The news comes from CzechCrunch after speaking to studio boss Martin Frývaldský. The creative director will no longer be involved in development at Warhorse Studios, culminating a 14-year tenure.
According to the studio boss (via Google Translate), Vávra wanted to “move on,” adding that he had been wanting to try something different for a long time. “You won’t see him in the office every day anymore, but in a broader sense he is still part of Warhorse.”
That something new is a film adaptation of Kingdom Come: Deliverance. Vávra and Frývaldský are working on getting it onto “the screen or the big screen,” and there’s already a draft script for it.
“We feel the interest from the film world, negotiations are already underway,” the studio boss said. “We don’t just want to sell the rights, we want the film to be what we imagine it to be.”

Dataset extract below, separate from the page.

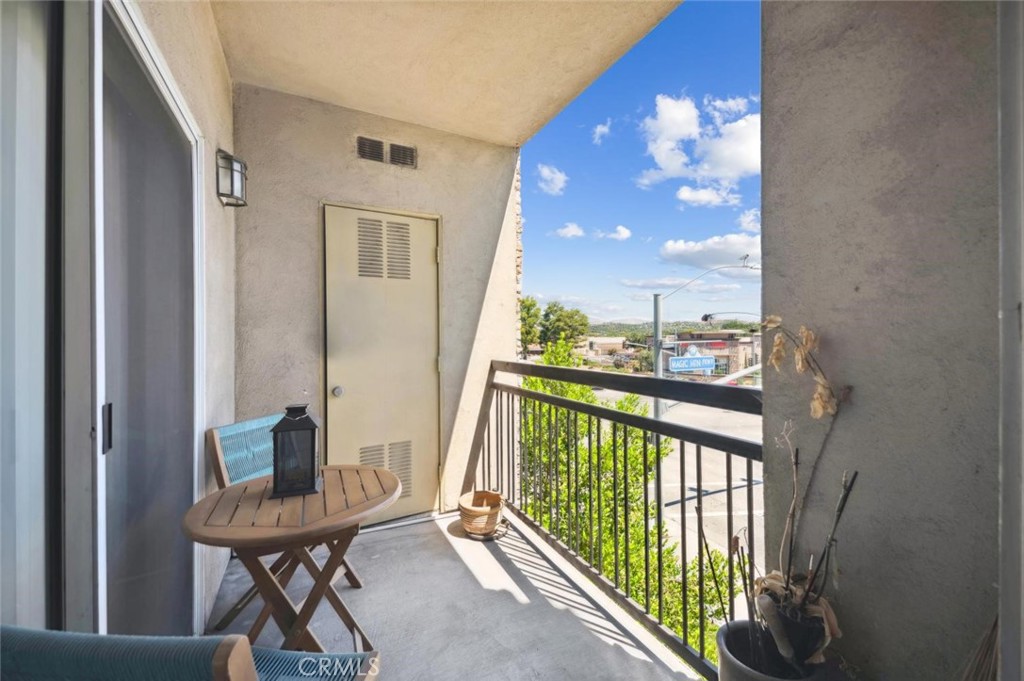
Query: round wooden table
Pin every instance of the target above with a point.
(245, 518)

As CzechCrunch reports, the film project goes in tandem with an organizational transformation of the company, which now has almost three hundred employees. Viktor Bocan and Prokop Jirsa are now creative directors responsible for game development, with Frývaldský and Martin Klím being joined by Victor Höschl as art director and Martin Štýs as CTO.
In terms of goals and ambitions, Frývaldský said it is important for the studio to reach “a similar audience as the game,” whether with a film or a series. This means the United States, Western Europe, and Asia.
“We would have to be blind if we didn’t realize how much our brand has grown,” the studio boss added. “In fact, Vávra’s new position could be called transmedia director. In any case, we see the film as a complement to our game creation, which can be extremely successful in its own right.”
Last week, Embracer Group, the conglomerate that owns Kingdom Come: Deliverance publisher Deep Silver, shared the milestone that the sequel sold five million copies within its first year.